Por Zoé Valdés.
Uno de los hombres más libres que he conocido se llama Ernesto Díaz Rodríguez. Hace algún tiempo, en una conversación en Madrid en un ascensor donde se hallaban presentes varios amigos, todos Presos Plantados, entre ellos Mario Chanes de Armas, Eusebio Peñalver, Ángel de Fana, José Pujals Mederos, Ernesto nos hizo reír cuando manifestó que nunca se había sentido tan bien como cuando estuvo preso esos 22 años, condenado por el régimen de Castro a más de 40. Yo podía intuir por qué lo decía, aunque lo hubiese soltado en ese tono divertido y desenfadado con el que aborda de manera sencilla sus actos de valentía y coraje: lo dijo porque lo sentía, porque es su verdad más grande. Incluso detrás de las mazmorras, este pescador oriundo del pueblo de Cojímar, supo aprender desde el pensamiento como único latido vigoroso a liberarse mediante una palabra asida a otra, y esa otra al espíritu.
Entre los poetas que la vida me ha regalado, Ernesto Díaz Rodríguez ocupa un espacio principal y esencial. Hombre y poeta nutren mis referentes de ejemplaridad esenciales y literarios. Su sensibilidad lírica es animada con la verdad del hombre que supo enfrentar la muerte, el dolor, la ausencia, la separación, la distancia, con el alma plena y abierta a la creación y a la escritura.
Por experiencia puedo afirmar que escribir no libera, más bien lo contrario, recluye, apresa los sentidos. Puedo suponer que, para un patriota encarcelado, como lo fue Ernesto, escribir era elegir entre hundir la pluma en la página enchumbada en sudores y remover la llaga que dejan las palabras, aferrarse a ellas, o dejarlas volar, en una fuga inextricable. Optó por lo primero.

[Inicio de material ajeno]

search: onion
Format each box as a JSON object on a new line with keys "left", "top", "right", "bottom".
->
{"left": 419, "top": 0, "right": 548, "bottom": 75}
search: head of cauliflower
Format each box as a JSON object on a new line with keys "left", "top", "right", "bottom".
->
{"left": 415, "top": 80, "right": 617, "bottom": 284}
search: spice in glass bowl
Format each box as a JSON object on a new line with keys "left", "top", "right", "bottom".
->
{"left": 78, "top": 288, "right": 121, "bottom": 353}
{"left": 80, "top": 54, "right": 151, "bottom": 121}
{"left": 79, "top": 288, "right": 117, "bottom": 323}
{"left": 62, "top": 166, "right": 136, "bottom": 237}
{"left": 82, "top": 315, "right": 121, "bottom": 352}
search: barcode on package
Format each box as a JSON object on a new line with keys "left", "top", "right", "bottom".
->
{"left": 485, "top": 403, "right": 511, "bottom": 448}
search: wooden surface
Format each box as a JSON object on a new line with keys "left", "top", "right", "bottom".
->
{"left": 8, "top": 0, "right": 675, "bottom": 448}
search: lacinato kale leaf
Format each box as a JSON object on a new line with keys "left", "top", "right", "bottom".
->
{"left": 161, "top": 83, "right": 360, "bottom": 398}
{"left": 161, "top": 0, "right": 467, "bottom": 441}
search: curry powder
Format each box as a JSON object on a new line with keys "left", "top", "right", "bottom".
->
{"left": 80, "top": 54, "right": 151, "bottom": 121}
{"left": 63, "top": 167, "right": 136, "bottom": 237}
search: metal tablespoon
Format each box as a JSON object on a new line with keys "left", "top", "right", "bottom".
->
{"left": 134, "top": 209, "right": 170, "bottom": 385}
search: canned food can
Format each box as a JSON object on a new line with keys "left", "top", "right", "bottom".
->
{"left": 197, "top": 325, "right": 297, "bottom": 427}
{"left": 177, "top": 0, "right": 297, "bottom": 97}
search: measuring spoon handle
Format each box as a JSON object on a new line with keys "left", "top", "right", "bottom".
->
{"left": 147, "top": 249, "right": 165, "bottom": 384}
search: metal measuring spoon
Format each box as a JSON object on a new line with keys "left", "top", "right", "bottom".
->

Las heridas reales, sin embargo, dolían mucho más, pero Ernesto eligió mitigar con el aliento del misterio, escribir poemas de amor, versos infantiles, clamores de emancipación dedicados a esas mujeres que, al igual que él, Presas Plantadas, resistían del otro lado de los muros que levantó la tiranía entre los cubanos.
Ernesto siempre ha sido, allí donde va, donde esté, un hombre libre, un bardo excepcional cuya lira imaginaria cantó a los niños, a los enamorados, a las mujeres, a su tierra (Cuba), al mundo, desde esa libertad interior que cura de manera eficaz, aunque dilatadamente, las más terribles ulceraciones.
También, perdonen por la anécdota, hace todavía más años, visité en la ciudad francesa de Clermont-Ferrand un castillo medieval, allí los anfitriones me contaron que, en época remota, en una de las torres encerraban a las mujeres consideradas brujas para luego quemarlas en la hoguera; una de ellas marcó la piedra con un potente anillo y repujó la palabra: ‘Résister’ (Resistir).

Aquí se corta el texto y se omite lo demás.